LEMIT - Where Academia and Practitioners Meet

by David Webb

Throughout the year thousands of law enforcement professionals attend training and personal development courses at the Law Enforcement Management Institute of Texas (LEMIT). Much of the course content is delivered by Sam Houston State University faculty from the College of Criminal Justice. But that is not where the interface stops.

  • New courses, that address tomorrows issues, have to be designed, and this is where LEMIT leverages the academic excellence offered at the College by funding research programs such as the Major City Chiefs Initiative led by Dr. Larry Hoover. In this way, the results of meaningful research in the field are ploughed back into the content of newly designed courses.
  • Evaluation is an important assessment component at LEMIT. Internally, LEMIT's research specialist, Dr. Hyeyoung Lim, recently undertook a major evaluation of the flagship Leadership Command College program. Additionally, Dr. Holly Hutchins of the University of Houston was contracted to undertake a study on learning transfer, utilizing the Learning Transfer Systems Inventory (LTSI).
  • LEMIT is a great resource for researchers, with law enforcement officers of differing ranks passing through its portals, most of whom are very amenable to responding to survey instruments and being engaged in trials and experiments.
  • LEMIT is also a great facility for student workers and researchers. LEMIT employs over twenty students at the undergraduate and graduate level who are afforded the opportunity to work and undertake research in a professional environment.

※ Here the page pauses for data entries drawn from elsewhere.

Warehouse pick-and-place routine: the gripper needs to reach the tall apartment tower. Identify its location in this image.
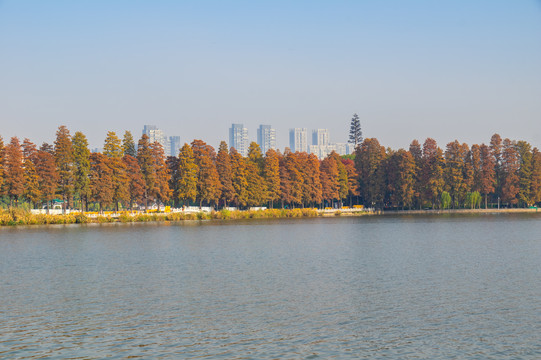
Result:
[312,129,330,146]
[289,128,308,152]
[143,125,171,152]
[167,136,180,156]
[257,125,276,155]
[229,124,248,156]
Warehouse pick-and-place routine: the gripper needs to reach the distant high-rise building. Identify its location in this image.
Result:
[229,124,248,156]
[167,136,180,156]
[143,125,180,156]
[310,129,353,159]
[257,125,276,155]
[289,128,308,152]
[312,129,330,146]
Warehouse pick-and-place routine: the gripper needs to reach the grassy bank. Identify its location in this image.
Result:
[0,208,541,226]
[0,209,330,226]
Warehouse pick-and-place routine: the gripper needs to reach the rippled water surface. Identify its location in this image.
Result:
[0,215,541,359]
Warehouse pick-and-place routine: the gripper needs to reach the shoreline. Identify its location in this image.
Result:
[0,208,541,227]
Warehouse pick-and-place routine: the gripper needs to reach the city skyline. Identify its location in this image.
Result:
[0,0,541,148]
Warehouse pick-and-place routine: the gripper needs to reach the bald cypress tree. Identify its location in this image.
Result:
[23,139,41,207]
[137,134,156,210]
[4,137,24,205]
[54,125,73,212]
[71,131,90,211]
[122,131,137,157]
[0,136,6,196]
[216,141,235,207]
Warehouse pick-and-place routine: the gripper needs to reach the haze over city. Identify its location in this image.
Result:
[0,0,541,149]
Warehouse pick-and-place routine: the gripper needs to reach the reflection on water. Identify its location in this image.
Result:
[0,215,541,359]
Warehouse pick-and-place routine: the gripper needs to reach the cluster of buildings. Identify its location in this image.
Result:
[229,124,354,159]
[137,124,354,159]
[143,125,180,156]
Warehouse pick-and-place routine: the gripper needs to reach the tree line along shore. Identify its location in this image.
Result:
[0,126,541,225]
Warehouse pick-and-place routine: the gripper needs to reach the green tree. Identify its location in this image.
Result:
[71,131,90,211]
[216,141,235,207]
[103,131,130,211]
[349,114,363,149]
[122,131,137,157]
[4,137,24,206]
[530,148,541,203]
[245,141,267,206]
[150,142,171,211]
[192,140,222,207]
[263,149,280,209]
[516,141,534,206]
[36,143,59,213]
[54,125,73,213]
[444,140,468,207]
[229,148,248,207]
[137,134,156,211]
[441,191,452,210]
[320,156,340,207]
[421,138,445,208]
[479,144,496,209]
[122,154,145,210]
[500,139,520,206]
[0,136,6,196]
[301,153,323,206]
[23,139,41,207]
[89,153,114,212]
[248,141,264,173]
[355,138,386,206]
[409,140,425,209]
[178,144,198,205]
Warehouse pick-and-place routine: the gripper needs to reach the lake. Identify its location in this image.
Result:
[0,214,541,359]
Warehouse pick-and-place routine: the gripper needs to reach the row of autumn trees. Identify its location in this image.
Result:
[0,126,541,210]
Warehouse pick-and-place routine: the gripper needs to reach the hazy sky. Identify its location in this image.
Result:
[0,0,541,149]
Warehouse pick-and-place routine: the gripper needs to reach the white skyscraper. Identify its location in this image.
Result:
[229,124,248,156]
[289,128,308,152]
[312,129,330,146]
[257,125,276,155]
[143,125,171,152]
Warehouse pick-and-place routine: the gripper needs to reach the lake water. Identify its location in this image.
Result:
[0,215,541,359]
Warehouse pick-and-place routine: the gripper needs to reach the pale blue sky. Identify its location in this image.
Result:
[0,0,541,148]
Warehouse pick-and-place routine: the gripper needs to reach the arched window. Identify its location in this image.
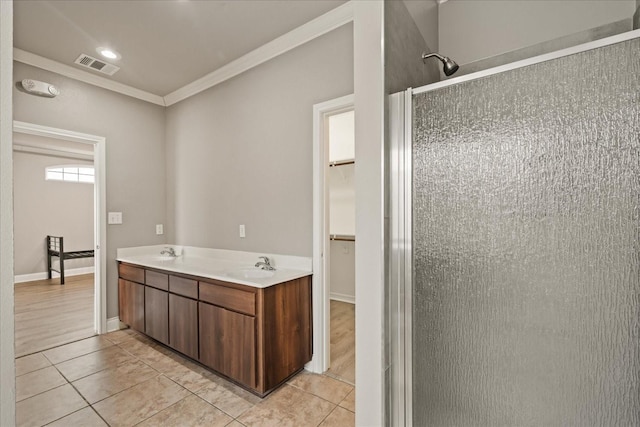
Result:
[45,165,95,184]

This summer there will be two new projects undertaken by doctoral candidates. Ms. Ling Wu will develop a model to identify salient factors to be considered by police departments when their cities annex new areas that considerably increase the policing requirement.

Ms. Ji Seun Sohn will be undertaking an audit of the data and resources held by LEMIT throughout its sixteen programs, and identify ways for these to be made available to faculty at the College for research purposes.